His breath gave her chills. She tried to squirm free. “Jackson, you just made the hairs on my legs grow.”
He laughed. “I know.” He finally leaned back, patted her rear, and came around next to her. “Who are you spying on now?”
“New neighbor. Four doors down.” She motioned with her fingers in the direction of the house as if she were engaged in some covert mission.
He played along. He always played along. “Well, that does happen when people move out. Usually someone moves in. Think they’re terrorists?”
She slapped at him without turning his way. “I think they’re from up North somewhere. They drive one of those Prius cars.” Sylvia Malone could be the neighborhood watch committee all by herself, but Scarlett Jo couldn’t resist helping her out now and then.
“They do sell those now in the South, you know.”
“I know that. But I watched them take in most of their clothes too.” Her sigh came out heavy. Did this man not pay attention?
“Of course you did. And you started this surveillance activity when?”
“Two days ago. They started Saturday. And had everything in by yesterday.” Her next words came out in a whisper. “Their clothes were mostly black. Only people from New York or California dress in all black.” She took a long sip of her tea.
“We’d better hide the good china.” He shivered as he spoke. “Plus, all this time I thought you were out there praying in the mornings.”

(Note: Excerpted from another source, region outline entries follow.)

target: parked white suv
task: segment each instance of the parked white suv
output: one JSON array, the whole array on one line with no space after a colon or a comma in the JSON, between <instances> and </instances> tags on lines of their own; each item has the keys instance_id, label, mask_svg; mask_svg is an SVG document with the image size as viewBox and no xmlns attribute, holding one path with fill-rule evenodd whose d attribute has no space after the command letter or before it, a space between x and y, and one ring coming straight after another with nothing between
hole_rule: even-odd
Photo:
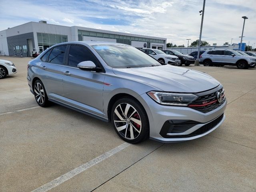
<instances>
[{"instance_id":1,"label":"parked white suv","mask_svg":"<svg viewBox=\"0 0 256 192\"><path fill-rule=\"evenodd\" d=\"M200 56L199 63L204 66L230 65L247 69L256 65L256 59L234 50L218 49L206 51Z\"/></svg>"},{"instance_id":2,"label":"parked white suv","mask_svg":"<svg viewBox=\"0 0 256 192\"><path fill-rule=\"evenodd\" d=\"M13 75L16 72L16 68L12 62L0 59L0 79L4 79L7 75Z\"/></svg>"},{"instance_id":3,"label":"parked white suv","mask_svg":"<svg viewBox=\"0 0 256 192\"><path fill-rule=\"evenodd\" d=\"M174 55L168 55L161 50L156 49L143 49L142 51L147 53L162 63L179 65L180 60Z\"/></svg>"}]
</instances>

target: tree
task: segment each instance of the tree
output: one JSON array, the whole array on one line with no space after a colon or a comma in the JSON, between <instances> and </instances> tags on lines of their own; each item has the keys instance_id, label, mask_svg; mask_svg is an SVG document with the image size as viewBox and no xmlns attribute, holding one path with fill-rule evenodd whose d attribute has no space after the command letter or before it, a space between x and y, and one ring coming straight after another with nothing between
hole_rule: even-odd
<instances>
[{"instance_id":1,"label":"tree","mask_svg":"<svg viewBox=\"0 0 256 192\"><path fill-rule=\"evenodd\" d=\"M192 42L191 43L191 45L190 45L190 47L197 47L198 45L198 42L199 42L199 40L198 39L197 40ZM210 44L208 44L208 42L205 41L201 41L201 46L206 46L206 45L211 45Z\"/></svg>"}]
</instances>

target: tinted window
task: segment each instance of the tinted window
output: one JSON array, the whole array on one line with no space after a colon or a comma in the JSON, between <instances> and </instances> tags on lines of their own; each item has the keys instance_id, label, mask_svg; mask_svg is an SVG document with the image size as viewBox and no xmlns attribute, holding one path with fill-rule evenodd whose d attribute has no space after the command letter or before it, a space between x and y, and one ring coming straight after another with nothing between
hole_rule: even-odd
<instances>
[{"instance_id":1,"label":"tinted window","mask_svg":"<svg viewBox=\"0 0 256 192\"><path fill-rule=\"evenodd\" d=\"M146 67L161 65L158 61L151 56L132 46L97 45L92 46L108 65L114 68Z\"/></svg>"},{"instance_id":2,"label":"tinted window","mask_svg":"<svg viewBox=\"0 0 256 192\"><path fill-rule=\"evenodd\" d=\"M224 54L225 55L231 55L232 54L234 54L232 52L229 51L224 51Z\"/></svg>"},{"instance_id":3,"label":"tinted window","mask_svg":"<svg viewBox=\"0 0 256 192\"><path fill-rule=\"evenodd\" d=\"M210 51L209 52L210 52ZM210 54L212 55L223 55L224 54L224 51L220 50L218 50L216 51L211 51L212 53L209 53L208 54Z\"/></svg>"},{"instance_id":4,"label":"tinted window","mask_svg":"<svg viewBox=\"0 0 256 192\"><path fill-rule=\"evenodd\" d=\"M63 64L66 47L66 45L62 45L53 48L49 56L48 62L56 64Z\"/></svg>"},{"instance_id":5,"label":"tinted window","mask_svg":"<svg viewBox=\"0 0 256 192\"><path fill-rule=\"evenodd\" d=\"M98 61L88 48L80 45L70 46L68 56L68 65L77 67L78 63L86 61L92 61L96 66L100 66Z\"/></svg>"},{"instance_id":6,"label":"tinted window","mask_svg":"<svg viewBox=\"0 0 256 192\"><path fill-rule=\"evenodd\" d=\"M49 57L49 55L50 55L50 52L51 50L48 51L41 58L41 60L44 62L48 62L48 58Z\"/></svg>"}]
</instances>

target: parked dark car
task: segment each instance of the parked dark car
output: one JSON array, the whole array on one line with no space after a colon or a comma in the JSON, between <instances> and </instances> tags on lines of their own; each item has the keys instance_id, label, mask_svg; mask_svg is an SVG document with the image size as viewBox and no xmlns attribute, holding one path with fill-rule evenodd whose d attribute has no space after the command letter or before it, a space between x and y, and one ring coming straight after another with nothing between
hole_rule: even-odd
<instances>
[{"instance_id":1,"label":"parked dark car","mask_svg":"<svg viewBox=\"0 0 256 192\"><path fill-rule=\"evenodd\" d=\"M199 57L201 55L202 55L203 53L205 52L205 51L200 51L199 52ZM197 53L198 51L193 51L190 54L189 54L188 55L190 55L190 56L192 56L194 58L196 59L197 57Z\"/></svg>"},{"instance_id":2,"label":"parked dark car","mask_svg":"<svg viewBox=\"0 0 256 192\"><path fill-rule=\"evenodd\" d=\"M180 60L180 63L178 63L177 66L181 66L184 64L186 66L188 66L190 64L194 63L196 59L194 57L188 55L184 55L176 50L162 50L168 55L174 55L177 56Z\"/></svg>"}]
</instances>

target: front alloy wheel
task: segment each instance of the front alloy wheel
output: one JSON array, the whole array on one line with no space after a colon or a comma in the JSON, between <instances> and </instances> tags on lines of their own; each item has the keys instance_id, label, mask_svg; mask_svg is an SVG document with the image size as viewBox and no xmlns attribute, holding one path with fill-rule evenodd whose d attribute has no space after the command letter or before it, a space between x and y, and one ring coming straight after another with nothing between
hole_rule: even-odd
<instances>
[{"instance_id":1,"label":"front alloy wheel","mask_svg":"<svg viewBox=\"0 0 256 192\"><path fill-rule=\"evenodd\" d=\"M3 67L0 66L0 79L5 78L7 75L7 72Z\"/></svg>"},{"instance_id":2,"label":"front alloy wheel","mask_svg":"<svg viewBox=\"0 0 256 192\"><path fill-rule=\"evenodd\" d=\"M120 137L131 143L138 143L146 138L149 133L148 120L140 104L124 98L113 107L112 120Z\"/></svg>"}]
</instances>

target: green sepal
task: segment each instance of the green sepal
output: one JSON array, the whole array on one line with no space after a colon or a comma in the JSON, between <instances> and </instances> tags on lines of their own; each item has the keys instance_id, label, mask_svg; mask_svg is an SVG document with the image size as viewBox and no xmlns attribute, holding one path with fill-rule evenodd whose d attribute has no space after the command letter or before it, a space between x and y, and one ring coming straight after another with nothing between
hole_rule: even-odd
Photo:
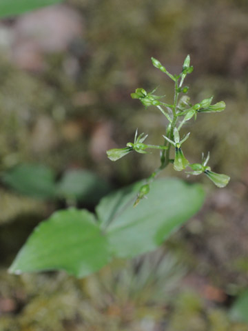
<instances>
[{"instance_id":1,"label":"green sepal","mask_svg":"<svg viewBox=\"0 0 248 331\"><path fill-rule=\"evenodd\" d=\"M176 171L182 171L189 164L189 162L183 155L181 148L176 148L175 159L173 163L174 168Z\"/></svg>"},{"instance_id":2,"label":"green sepal","mask_svg":"<svg viewBox=\"0 0 248 331\"><path fill-rule=\"evenodd\" d=\"M200 163L189 164L189 167L190 167L194 171L189 171L189 172L187 172L187 173L190 174L194 174L195 176L202 174L205 170L204 167Z\"/></svg>"},{"instance_id":3,"label":"green sepal","mask_svg":"<svg viewBox=\"0 0 248 331\"><path fill-rule=\"evenodd\" d=\"M180 110L186 110L191 107L189 103L190 98L187 95L183 95L178 101L178 108Z\"/></svg>"},{"instance_id":4,"label":"green sepal","mask_svg":"<svg viewBox=\"0 0 248 331\"><path fill-rule=\"evenodd\" d=\"M154 66L155 68L156 68L157 69L159 69L163 72L167 72L167 70L165 69L165 68L163 66L162 66L162 64L161 63L161 62L159 62L158 60L157 60L156 59L154 59L154 57L151 57L151 59L152 59L152 64Z\"/></svg>"},{"instance_id":5,"label":"green sepal","mask_svg":"<svg viewBox=\"0 0 248 331\"><path fill-rule=\"evenodd\" d=\"M227 174L216 174L216 172L214 172L211 170L205 170L204 173L218 188L225 188L230 180L230 177Z\"/></svg>"},{"instance_id":6,"label":"green sepal","mask_svg":"<svg viewBox=\"0 0 248 331\"><path fill-rule=\"evenodd\" d=\"M225 103L224 101L217 102L214 105L209 106L206 108L200 108L197 110L198 112L223 112L225 108Z\"/></svg>"},{"instance_id":7,"label":"green sepal","mask_svg":"<svg viewBox=\"0 0 248 331\"><path fill-rule=\"evenodd\" d=\"M183 119L183 121L185 122L186 121L189 121L189 119L191 119L196 114L196 111L194 109L191 109L186 114L185 118Z\"/></svg>"},{"instance_id":8,"label":"green sepal","mask_svg":"<svg viewBox=\"0 0 248 331\"><path fill-rule=\"evenodd\" d=\"M137 196L137 199L135 200L134 203L134 207L136 207L141 200L145 197L146 197L146 194L148 194L149 192L149 184L144 184L141 186L138 191L138 194Z\"/></svg>"},{"instance_id":9,"label":"green sepal","mask_svg":"<svg viewBox=\"0 0 248 331\"><path fill-rule=\"evenodd\" d=\"M187 54L183 62L183 68L185 69L186 68L189 68L189 64L190 64L190 56L189 54Z\"/></svg>"},{"instance_id":10,"label":"green sepal","mask_svg":"<svg viewBox=\"0 0 248 331\"><path fill-rule=\"evenodd\" d=\"M111 161L117 161L125 157L127 154L132 150L131 147L125 147L125 148L112 148L107 150L107 157Z\"/></svg>"},{"instance_id":11,"label":"green sepal","mask_svg":"<svg viewBox=\"0 0 248 331\"><path fill-rule=\"evenodd\" d=\"M207 108L211 105L211 103L213 100L213 97L211 97L208 99L205 99L201 102L200 102L200 108Z\"/></svg>"},{"instance_id":12,"label":"green sepal","mask_svg":"<svg viewBox=\"0 0 248 331\"><path fill-rule=\"evenodd\" d=\"M135 93L131 93L131 97L132 99L140 99L145 98L147 94L147 92L143 88L136 88L135 90Z\"/></svg>"}]
</instances>

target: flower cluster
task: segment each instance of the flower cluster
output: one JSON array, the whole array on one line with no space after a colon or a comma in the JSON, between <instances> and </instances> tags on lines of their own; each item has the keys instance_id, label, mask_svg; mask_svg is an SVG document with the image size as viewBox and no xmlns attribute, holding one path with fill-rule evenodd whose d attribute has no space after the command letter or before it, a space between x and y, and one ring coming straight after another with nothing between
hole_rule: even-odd
<instances>
[{"instance_id":1,"label":"flower cluster","mask_svg":"<svg viewBox=\"0 0 248 331\"><path fill-rule=\"evenodd\" d=\"M212 104L213 97L203 99L202 101L195 104L190 103L190 99L185 95L189 90L188 86L183 85L184 80L188 74L193 71L193 67L190 66L190 57L187 55L183 65L181 72L176 74L170 74L165 66L159 61L152 57L152 62L154 66L167 74L174 82L174 98L173 103L167 103L161 99L165 96L157 96L154 94L156 88L150 92L147 92L143 88L137 88L135 92L131 94L132 99L137 99L141 101L145 108L149 106L156 107L163 115L165 116L168 123L165 130L165 134L163 134L163 145L149 145L144 143L147 134L142 133L138 136L136 130L134 143L127 143L124 148L113 148L107 151L109 159L112 161L116 161L132 151L136 151L138 153L145 154L148 148L160 150L161 166L154 170L146 182L140 189L136 203L136 205L141 199L145 197L149 192L149 183L154 179L158 172L167 166L170 163L173 163L175 170L182 171L187 168L190 168L192 171L187 172L187 174L192 175L199 175L205 174L211 179L218 188L223 188L229 181L230 177L226 174L217 174L211 170L211 168L207 166L209 159L209 153L205 159L203 155L201 163L190 163L185 157L182 144L189 138L190 132L187 133L182 139L180 138L179 132L186 122L194 119L198 114L202 113L216 113L222 112L225 108L224 101L219 101ZM183 95L179 99L179 94ZM174 148L174 158L170 159L170 148Z\"/></svg>"}]
</instances>

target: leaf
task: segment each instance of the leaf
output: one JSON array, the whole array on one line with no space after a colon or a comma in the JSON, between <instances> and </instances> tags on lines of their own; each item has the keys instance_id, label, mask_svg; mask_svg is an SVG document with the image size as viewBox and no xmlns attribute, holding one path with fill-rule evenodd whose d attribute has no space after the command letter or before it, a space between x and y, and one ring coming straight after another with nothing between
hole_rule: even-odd
<instances>
[{"instance_id":1,"label":"leaf","mask_svg":"<svg viewBox=\"0 0 248 331\"><path fill-rule=\"evenodd\" d=\"M234 321L248 323L248 290L244 291L234 301L229 311Z\"/></svg>"},{"instance_id":2,"label":"leaf","mask_svg":"<svg viewBox=\"0 0 248 331\"><path fill-rule=\"evenodd\" d=\"M40 199L55 195L54 174L39 164L21 164L3 172L1 179L19 193Z\"/></svg>"},{"instance_id":3,"label":"leaf","mask_svg":"<svg viewBox=\"0 0 248 331\"><path fill-rule=\"evenodd\" d=\"M67 171L57 185L60 196L95 204L110 190L105 180L87 170Z\"/></svg>"},{"instance_id":4,"label":"leaf","mask_svg":"<svg viewBox=\"0 0 248 331\"><path fill-rule=\"evenodd\" d=\"M40 7L54 5L62 0L1 0L0 17L18 15Z\"/></svg>"},{"instance_id":5,"label":"leaf","mask_svg":"<svg viewBox=\"0 0 248 331\"><path fill-rule=\"evenodd\" d=\"M93 214L69 209L53 214L34 230L10 268L19 274L64 270L78 277L110 261L108 244Z\"/></svg>"},{"instance_id":6,"label":"leaf","mask_svg":"<svg viewBox=\"0 0 248 331\"><path fill-rule=\"evenodd\" d=\"M64 270L85 277L113 257L133 257L156 248L203 202L200 185L167 179L152 183L148 199L134 208L142 185L103 198L96 210L98 223L85 210L55 212L34 230L10 272Z\"/></svg>"},{"instance_id":7,"label":"leaf","mask_svg":"<svg viewBox=\"0 0 248 331\"><path fill-rule=\"evenodd\" d=\"M141 185L108 195L96 208L101 227L116 257L133 257L155 249L203 203L200 185L163 179L152 183L148 199L132 208Z\"/></svg>"}]
</instances>

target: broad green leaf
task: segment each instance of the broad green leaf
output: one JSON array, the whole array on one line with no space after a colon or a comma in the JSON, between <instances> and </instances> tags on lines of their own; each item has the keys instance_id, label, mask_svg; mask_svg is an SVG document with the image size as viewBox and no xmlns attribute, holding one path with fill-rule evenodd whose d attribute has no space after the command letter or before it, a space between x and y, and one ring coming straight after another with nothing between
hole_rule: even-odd
<instances>
[{"instance_id":1,"label":"broad green leaf","mask_svg":"<svg viewBox=\"0 0 248 331\"><path fill-rule=\"evenodd\" d=\"M103 179L87 170L73 170L65 173L57 185L57 194L87 203L96 203L110 190Z\"/></svg>"},{"instance_id":2,"label":"broad green leaf","mask_svg":"<svg viewBox=\"0 0 248 331\"><path fill-rule=\"evenodd\" d=\"M248 323L248 290L242 293L234 301L231 310L230 317L234 321Z\"/></svg>"},{"instance_id":3,"label":"broad green leaf","mask_svg":"<svg viewBox=\"0 0 248 331\"><path fill-rule=\"evenodd\" d=\"M62 0L1 0L0 17L18 15L45 6L54 5Z\"/></svg>"},{"instance_id":4,"label":"broad green leaf","mask_svg":"<svg viewBox=\"0 0 248 331\"><path fill-rule=\"evenodd\" d=\"M93 214L69 209L53 214L34 230L9 271L19 274L64 270L83 277L110 260L107 239Z\"/></svg>"},{"instance_id":5,"label":"broad green leaf","mask_svg":"<svg viewBox=\"0 0 248 331\"><path fill-rule=\"evenodd\" d=\"M147 199L132 207L142 183L103 198L96 213L114 255L132 257L151 251L201 207L204 192L199 185L176 179L151 184Z\"/></svg>"},{"instance_id":6,"label":"broad green leaf","mask_svg":"<svg viewBox=\"0 0 248 331\"><path fill-rule=\"evenodd\" d=\"M55 194L54 174L39 164L21 164L1 176L2 181L19 193L46 199Z\"/></svg>"}]
</instances>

“Don’t mock me, Jackson Newberry. Northerners are a different breed, baby. They don’t like you to touch them. They don’t want to be called sugar or sweetie or honey pie or darlin’. They’ve never heard of lard. They have no clue on God’s green earth what fixin’ to even means. And if you say y’all, they look at you like you probably marry your second cousin or something.”
His phone rang from his pocket. He leaned over and kissed her before he pulled it out. “I’ve always wondered about your cousin Thelma Lou.”
She swatted at him, and he laughed. “What I know about you, Scarlett Jo, is you can make even Northerners fall in love with you. I’ll see you tonight. And please, don’t take them anything at least for a week. Let them get settled first. Visit them next weekend.”
She started to protest, but he shook his ringing phone in front of her and walked from the room. She sighed. People thought pastors were like God—needed to be accessible at all times. She turned back toward the house down the street that seemed quiet after yesterday’s busy activity. She breathed a prayer for the hearts that would now live inside. Then her mind began to rummage through the selection of baked goods at Merridee’s. She’d find out what these Northerner newcomers were really like. And she had every intention of finding that out today.